Access observability
Managing data access starts with observing existing access to data. Raito Cloud displays the existing access from day 1 and continues to do so. These insights are provided in multiple places within Raito Cloud, as they all cover a different angle:
- Data objects: all access to a single data object is grouped on the
Access
tab of a data object - Users: all access for a given user is grouped on the
Access
tab of a user - Dashboard: the dashboard provides an aggregated overview of access, both based on data objects and users.
ℹ️ To view observability insights, you need the necessary permissions. See Raito user management for more information on which roles can see what in Raito.
Access insights
Most insights provided by Raito Cloud, combine data access and data usage. As such they will be discussed on Usage observability.
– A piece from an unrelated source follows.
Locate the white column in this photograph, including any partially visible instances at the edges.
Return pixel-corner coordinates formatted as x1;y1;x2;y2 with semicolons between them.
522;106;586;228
Within this section, we only describe the overview of existing access, not insights based upon them.
User page
Every user known in the system has a dedicated page. It contains an Access
and an Insights
tab for an individual user. These tabs will only be visible if you have the necessary permissions.
On the Access
tab you find an overview of all data objects the user can access and via which access control(s). Note that Raito expands access control inheritance and groups to show this list. This tab also provides the permissions per data object. A full lineage is shown via the link “view lineage”, including validity periods.
Data object page
A data object page is a dedicated page per data object and contains an Access
and an Insights
tab. These tabs will only be visible if you have the necessary permissions.
On the Access
tab you find an overview of all users that can access the data object and via which access control. Note that Raito expands access control inheritance and groups to show this list. This tab also provides the permissions per data object. A full lineage is shown via the link “view lineage”, including validity periods.
Access control page
The general
tab of the access control page provides an overview of the WHAT-list and the WHO-list of the access control. As such you can deduct who has access to what through that access control.